[REINDEXING SERVICE] Question about how it works

37 views
Skip to first unread message

stefano

unread,
Dec 14, 2018, 8:21:36 AM12/14/18
to Fedora Community
Hello everyone,

I'm pretty new to Fedora and I'm experiencing some troubles understanding how the Reindexing service works.
I read the documentation but couldn't achieve to fulfill a particular scenario.

I'm using Fedora 4.7.4 with Solr Indexing using a ldpath.custom transformation and everything works fine.

My system though might require a reindex at some point, depending on the requirements in term of fields indexed in Solr. 

So the scenario is:
My documents in Solr don't index all the informations (fields) for the related contents in Fedora repo, but just those fields configured with ldpath.
I thought that adding a new field in the ldpath transformation and invoking the reindexing service would have been enough to index the new configured field in Solr.
But that's not true. So I think I probably misunderstood how the reindexing service works. 
Still, If I trigger an update on a content from fedora I can see the new field in Solr. 
Do I have to write a custom service that triggers an update of all the contents in fedora repo to index the new field?

Can anyone please give me some hints on how to overcome this problem?

Thank you very much,
Stefano

Peter Matthew Eichman

unread,
Jan 17, 2019, 11:53:03 AM1/17/19
to fedora-c...@googlegroups.com
Stefano,

Sorry for the delay in getting back to you. Can you provide more details on how you are invoking the reindexing service after you have updated your field definitions in the ldpath?

The reindexing service requires you to specify both a) the path you would like to start reindexing from, and b) which destination queues you want the reindexing messages sent to.

The reindexer will traverse the LDP hierarchy in your repository (i.e., it will recursively follow any ldp:contains predicates it finds on the resource at the initial path you send it) and send a reindexing message to the destination queue(s) for each of resources it finds.

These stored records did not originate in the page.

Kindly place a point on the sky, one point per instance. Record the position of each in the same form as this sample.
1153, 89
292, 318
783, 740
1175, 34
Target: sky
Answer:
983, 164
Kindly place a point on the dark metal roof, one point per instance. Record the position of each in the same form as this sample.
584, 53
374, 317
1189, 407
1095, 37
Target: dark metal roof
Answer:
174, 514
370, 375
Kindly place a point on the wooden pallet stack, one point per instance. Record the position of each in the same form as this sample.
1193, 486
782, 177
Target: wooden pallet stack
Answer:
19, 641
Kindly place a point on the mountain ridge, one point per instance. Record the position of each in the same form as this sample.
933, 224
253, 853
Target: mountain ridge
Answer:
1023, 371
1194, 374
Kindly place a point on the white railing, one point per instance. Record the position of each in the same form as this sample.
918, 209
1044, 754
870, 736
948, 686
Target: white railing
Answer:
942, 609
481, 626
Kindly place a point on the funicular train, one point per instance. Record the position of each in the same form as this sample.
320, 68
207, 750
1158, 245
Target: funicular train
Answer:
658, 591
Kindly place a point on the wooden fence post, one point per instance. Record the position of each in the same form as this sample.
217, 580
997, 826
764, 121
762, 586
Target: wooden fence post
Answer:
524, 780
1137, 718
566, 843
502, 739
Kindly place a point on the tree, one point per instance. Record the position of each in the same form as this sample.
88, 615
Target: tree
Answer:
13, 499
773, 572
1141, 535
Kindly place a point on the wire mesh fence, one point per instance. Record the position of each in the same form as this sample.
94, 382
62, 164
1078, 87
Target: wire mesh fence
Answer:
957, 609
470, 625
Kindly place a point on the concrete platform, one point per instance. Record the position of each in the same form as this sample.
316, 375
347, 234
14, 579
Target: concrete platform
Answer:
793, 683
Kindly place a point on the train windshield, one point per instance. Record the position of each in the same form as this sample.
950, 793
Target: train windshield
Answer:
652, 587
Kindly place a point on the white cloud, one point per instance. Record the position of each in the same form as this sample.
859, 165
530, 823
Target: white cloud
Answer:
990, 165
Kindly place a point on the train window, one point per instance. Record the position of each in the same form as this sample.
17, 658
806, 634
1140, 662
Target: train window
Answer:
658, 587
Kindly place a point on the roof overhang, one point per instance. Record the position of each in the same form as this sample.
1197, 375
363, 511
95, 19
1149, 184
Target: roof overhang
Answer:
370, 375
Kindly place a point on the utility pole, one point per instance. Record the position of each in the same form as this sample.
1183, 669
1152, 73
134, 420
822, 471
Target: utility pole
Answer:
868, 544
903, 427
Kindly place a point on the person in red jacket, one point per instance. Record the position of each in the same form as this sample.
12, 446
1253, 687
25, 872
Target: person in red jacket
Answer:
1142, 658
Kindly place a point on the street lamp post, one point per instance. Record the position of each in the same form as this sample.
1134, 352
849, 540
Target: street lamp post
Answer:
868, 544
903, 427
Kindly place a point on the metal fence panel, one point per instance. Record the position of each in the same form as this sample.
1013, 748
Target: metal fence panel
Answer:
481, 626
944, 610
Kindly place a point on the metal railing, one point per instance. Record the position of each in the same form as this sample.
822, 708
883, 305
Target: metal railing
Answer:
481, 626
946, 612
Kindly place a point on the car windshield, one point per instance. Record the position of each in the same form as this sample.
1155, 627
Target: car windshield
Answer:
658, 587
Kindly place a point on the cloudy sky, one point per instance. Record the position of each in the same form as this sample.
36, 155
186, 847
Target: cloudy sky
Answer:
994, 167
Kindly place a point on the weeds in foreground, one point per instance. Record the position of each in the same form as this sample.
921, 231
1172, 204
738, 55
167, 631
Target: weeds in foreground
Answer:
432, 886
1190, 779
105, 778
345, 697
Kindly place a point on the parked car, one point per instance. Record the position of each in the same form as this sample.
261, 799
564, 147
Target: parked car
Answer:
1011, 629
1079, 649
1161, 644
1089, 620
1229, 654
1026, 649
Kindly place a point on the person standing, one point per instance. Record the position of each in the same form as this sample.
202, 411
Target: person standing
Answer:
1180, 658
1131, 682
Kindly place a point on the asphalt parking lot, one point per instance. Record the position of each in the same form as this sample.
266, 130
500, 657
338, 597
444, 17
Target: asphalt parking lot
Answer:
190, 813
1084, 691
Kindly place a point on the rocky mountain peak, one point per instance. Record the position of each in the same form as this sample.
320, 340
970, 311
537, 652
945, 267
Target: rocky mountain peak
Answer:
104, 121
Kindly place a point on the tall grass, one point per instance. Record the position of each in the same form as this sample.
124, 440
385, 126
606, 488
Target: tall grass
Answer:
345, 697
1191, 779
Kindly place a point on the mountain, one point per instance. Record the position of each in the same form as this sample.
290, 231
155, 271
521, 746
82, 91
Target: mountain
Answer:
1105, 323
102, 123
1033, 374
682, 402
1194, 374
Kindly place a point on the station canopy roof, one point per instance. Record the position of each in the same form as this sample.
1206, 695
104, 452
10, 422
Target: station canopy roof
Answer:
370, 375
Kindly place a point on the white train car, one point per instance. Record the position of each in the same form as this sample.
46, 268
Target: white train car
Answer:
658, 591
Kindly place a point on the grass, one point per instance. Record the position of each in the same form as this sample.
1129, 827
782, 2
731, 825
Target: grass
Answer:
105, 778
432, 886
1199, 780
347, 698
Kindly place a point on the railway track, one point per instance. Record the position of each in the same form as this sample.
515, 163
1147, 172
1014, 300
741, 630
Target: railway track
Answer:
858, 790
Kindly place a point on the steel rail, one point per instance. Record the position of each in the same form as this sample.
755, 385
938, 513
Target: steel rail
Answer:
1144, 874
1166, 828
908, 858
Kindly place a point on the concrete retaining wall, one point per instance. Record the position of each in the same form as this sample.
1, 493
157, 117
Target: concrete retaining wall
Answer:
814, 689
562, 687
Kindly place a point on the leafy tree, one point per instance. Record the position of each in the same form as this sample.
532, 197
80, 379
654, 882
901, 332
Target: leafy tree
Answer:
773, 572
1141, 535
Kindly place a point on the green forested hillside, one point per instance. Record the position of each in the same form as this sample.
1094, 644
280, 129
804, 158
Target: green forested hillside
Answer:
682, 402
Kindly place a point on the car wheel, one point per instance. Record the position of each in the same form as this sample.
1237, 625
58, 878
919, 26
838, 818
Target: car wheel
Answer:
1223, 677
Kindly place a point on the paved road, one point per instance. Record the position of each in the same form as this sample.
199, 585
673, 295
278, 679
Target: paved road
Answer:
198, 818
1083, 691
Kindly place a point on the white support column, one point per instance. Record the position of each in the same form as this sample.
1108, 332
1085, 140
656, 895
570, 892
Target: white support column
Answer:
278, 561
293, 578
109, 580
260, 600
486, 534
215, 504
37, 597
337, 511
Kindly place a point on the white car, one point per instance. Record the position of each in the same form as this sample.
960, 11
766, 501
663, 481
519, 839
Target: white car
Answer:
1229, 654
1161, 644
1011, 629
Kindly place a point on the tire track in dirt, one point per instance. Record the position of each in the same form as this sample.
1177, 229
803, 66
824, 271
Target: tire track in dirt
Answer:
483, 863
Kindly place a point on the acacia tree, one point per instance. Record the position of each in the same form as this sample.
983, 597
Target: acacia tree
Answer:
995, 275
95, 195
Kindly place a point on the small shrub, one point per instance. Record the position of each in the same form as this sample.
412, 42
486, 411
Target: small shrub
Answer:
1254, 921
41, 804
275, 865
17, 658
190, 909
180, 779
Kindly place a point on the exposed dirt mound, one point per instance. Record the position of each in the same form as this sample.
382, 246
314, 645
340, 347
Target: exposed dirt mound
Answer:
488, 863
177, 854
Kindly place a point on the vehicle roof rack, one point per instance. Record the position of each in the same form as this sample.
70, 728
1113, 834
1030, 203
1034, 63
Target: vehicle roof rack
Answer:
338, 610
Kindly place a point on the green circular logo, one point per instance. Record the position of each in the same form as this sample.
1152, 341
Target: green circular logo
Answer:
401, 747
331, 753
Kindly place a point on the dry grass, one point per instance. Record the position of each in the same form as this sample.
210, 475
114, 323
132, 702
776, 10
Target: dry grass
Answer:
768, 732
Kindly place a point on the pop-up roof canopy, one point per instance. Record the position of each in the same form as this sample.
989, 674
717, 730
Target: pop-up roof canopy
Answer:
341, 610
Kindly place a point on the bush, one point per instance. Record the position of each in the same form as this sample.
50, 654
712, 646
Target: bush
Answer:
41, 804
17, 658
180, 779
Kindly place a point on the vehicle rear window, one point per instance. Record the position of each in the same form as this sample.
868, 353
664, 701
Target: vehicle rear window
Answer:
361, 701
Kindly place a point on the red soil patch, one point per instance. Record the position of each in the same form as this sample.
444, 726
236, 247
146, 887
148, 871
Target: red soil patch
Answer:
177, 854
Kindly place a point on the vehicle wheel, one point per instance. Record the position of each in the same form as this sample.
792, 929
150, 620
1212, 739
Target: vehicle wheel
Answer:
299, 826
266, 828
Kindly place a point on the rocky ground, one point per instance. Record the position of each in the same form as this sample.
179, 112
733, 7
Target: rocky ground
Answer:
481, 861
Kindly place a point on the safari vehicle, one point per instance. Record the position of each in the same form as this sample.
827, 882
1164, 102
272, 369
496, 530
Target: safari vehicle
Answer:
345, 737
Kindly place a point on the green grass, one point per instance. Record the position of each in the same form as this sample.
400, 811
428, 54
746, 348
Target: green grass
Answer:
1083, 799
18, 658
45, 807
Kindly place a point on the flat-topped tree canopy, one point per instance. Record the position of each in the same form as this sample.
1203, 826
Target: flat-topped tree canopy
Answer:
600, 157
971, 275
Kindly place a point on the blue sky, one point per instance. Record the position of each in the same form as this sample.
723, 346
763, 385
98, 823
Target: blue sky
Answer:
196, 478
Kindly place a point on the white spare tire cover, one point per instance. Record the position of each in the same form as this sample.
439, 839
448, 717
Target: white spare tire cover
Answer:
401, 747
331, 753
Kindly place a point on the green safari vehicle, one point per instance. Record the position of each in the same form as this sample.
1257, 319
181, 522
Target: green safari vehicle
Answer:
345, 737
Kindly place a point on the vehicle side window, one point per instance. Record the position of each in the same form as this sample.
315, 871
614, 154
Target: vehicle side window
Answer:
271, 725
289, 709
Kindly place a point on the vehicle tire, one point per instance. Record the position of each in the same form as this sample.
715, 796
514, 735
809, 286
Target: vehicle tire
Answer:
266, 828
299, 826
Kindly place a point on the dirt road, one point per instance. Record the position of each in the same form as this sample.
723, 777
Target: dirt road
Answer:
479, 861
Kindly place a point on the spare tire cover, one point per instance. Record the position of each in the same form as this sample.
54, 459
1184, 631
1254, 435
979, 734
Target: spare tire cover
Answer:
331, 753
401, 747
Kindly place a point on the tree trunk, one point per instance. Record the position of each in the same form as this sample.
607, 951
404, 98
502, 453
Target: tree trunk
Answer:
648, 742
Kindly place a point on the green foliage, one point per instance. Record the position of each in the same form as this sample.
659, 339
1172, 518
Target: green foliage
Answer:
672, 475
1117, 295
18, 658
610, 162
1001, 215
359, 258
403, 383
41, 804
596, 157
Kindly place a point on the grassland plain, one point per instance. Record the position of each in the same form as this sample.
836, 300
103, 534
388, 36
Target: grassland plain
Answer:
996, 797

Example: If you want to reindex http://localhost:8080/fcrepo/rest/my/resource (and all of its LDP children), you would call the reindexing service like this:

curl -X POST http://localhost:9080/reindexing/my/resource -H 'Content-Type: application/json' -d '["activemq:queue:solr.reindex"]'

I hope this helps, and please let us know if you have any further questions,
-Peter


--
You received this message because you are subscribed to the Google Groups "Fedora Community" group.
To unsubscribe from this group and stop receiving emails from it, send an email to fedora-communi...@googlegroups.com.
For more options, visit https://groups.google.com/d/optout.


--
Peter Eichman
Senior Software Developer
University of Maryland Libraries

stefano

unread,
Jan 18, 2019, 6:19:02 AM1/18/19
to Fedora Community
Hello Peter,

Thank you a lot for your answer.

I'll try to give you more infos about my scenario. I'm pretty sure the Solr reindexing is somehow failing in my environment, probably due to some misconfiguration. 
I'm actually invoking the reindexing service as you said:

http://<hostname>:<port>/reindexing/path/to/the/resource

where  the URL to access the resource on fcrepo is:

http://<hostname>:<port>/fcrepo/rest/path/to/the/resource

I'm using postman, setting the header Content-Type = application/json and with the following body:

["broker:queue:solr.reindex"]

This actually triggers some actions on Solr (I'm going to post parts of its log), but the result is not what I would expect.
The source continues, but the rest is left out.